Taz vom 29.11.05Wenn Punks sich streiten
Die anarchistische Pogopartei (APPD) hat sich im Streit um Ausrichtung und
Posten gespalten. Neuerdings buhlt auch die "Pogo-Partei" um die Stimmen der
Asozialen, Nichtwähler und Biertrinker
VON PETER NOWAK
Bekanntlich wird in der Politik im Kampf um Macht und Einfluss mit harten
Bandagen gekämpft. Da wollten in den vergangenen Wochen auch die erklärten
AntipolitikerInnen der Anarchistischen Pogo-Partei (APPD) nicht versäumen,
die alte SpießerInnenweisheit zu bestätigen, dass Politik ein schmutziges
Geschäft ist. Wie es sich bei einem ordentlichen Streit unter PolitikerInnen
gehört, werden natürlich auch gleich die Gerichte bemüht. Per einstweiliger
Verfügung wurde der APPD-Veteran Karl Nagel Anfang November aufgefordert,
die APPD-Seite (
www.appd.de) vom Netz zu nehmen. Nagel hatte für die
Betreuung der Internetseite die Einnahmen aus dem florierenden
Punk-Devotionalienhandel eingestrichen. Selbst die Partei "der Nichtwähler,
des Pöbels und der Sozialschmarotzer", so die Selbstdarstellung der APPD,
ist also vor dem schnöden Kampf Geld und Macht nicht gefeit.
Nur in einem unterscheiden sich die Punk-PolitikerInnen im innerparteilichen
Mobbing von den KonkurrentInnen. Im Pogostreit erspart man sich jegliche
diplomatischen Floskeln für den Parteifeind. In den letzten Wochen ging es
auf den verschiedenen Internetforen richtig zur Sache. Vor allem der
ehemalige APPD-Bundesvorsitzende und Nagel-Rivale Christo Großmann musste
sich dort Verbalinjurien anhören, die bei den anderen Parteien gleich
dutzende von AnwältInnen beschäftigt hätten.
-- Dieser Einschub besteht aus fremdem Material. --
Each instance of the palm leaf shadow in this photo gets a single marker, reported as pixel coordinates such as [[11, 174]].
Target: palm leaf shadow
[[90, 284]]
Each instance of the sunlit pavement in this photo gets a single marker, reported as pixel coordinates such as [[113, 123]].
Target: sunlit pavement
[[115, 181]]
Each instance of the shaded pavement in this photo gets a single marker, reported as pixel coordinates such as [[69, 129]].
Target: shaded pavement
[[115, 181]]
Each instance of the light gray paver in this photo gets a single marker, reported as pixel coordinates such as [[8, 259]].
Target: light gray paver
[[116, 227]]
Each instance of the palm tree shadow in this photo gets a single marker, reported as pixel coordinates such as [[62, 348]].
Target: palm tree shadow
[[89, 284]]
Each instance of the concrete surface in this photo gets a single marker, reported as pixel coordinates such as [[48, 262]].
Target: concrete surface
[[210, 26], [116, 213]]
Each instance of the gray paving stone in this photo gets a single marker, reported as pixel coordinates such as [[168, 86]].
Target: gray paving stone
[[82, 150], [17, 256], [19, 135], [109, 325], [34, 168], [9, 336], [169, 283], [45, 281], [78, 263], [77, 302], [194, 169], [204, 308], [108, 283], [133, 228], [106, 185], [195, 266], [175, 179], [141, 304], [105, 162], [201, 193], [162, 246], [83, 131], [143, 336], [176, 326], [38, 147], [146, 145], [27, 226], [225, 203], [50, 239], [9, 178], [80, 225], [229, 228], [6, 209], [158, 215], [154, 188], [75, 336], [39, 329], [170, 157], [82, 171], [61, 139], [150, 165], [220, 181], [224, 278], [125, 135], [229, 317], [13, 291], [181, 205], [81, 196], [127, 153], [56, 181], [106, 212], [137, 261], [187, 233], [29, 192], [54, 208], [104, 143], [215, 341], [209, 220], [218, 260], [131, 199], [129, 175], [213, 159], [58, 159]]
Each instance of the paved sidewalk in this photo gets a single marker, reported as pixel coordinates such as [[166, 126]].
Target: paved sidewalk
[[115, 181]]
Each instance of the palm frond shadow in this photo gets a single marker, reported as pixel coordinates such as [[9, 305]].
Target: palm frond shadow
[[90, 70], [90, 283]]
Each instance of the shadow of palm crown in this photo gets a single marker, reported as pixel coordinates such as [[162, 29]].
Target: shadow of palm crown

Doch die Zeiten des heißen Pogokrieges scheinen vorbei. Seit einigen Tagen
herrscht ein kalter Friede zwischen der neuen APPD, in der sich der
Großmann-Flügel zusammengefunden hat, und der neu gegründeten Pogo-Partei
von Nagel and friends.
Wohin mit den T-Shirts?
Dort hat man nun ein Problem: Wohin mit den vielen T-Shirts mit dem
APPD-Schriftzug? Man darf auch gespannt sein, wer in den künftigen
Wahlkämpfen das bekannte APPD-Logo "Arbeit ist Scheiße" verwenden darf?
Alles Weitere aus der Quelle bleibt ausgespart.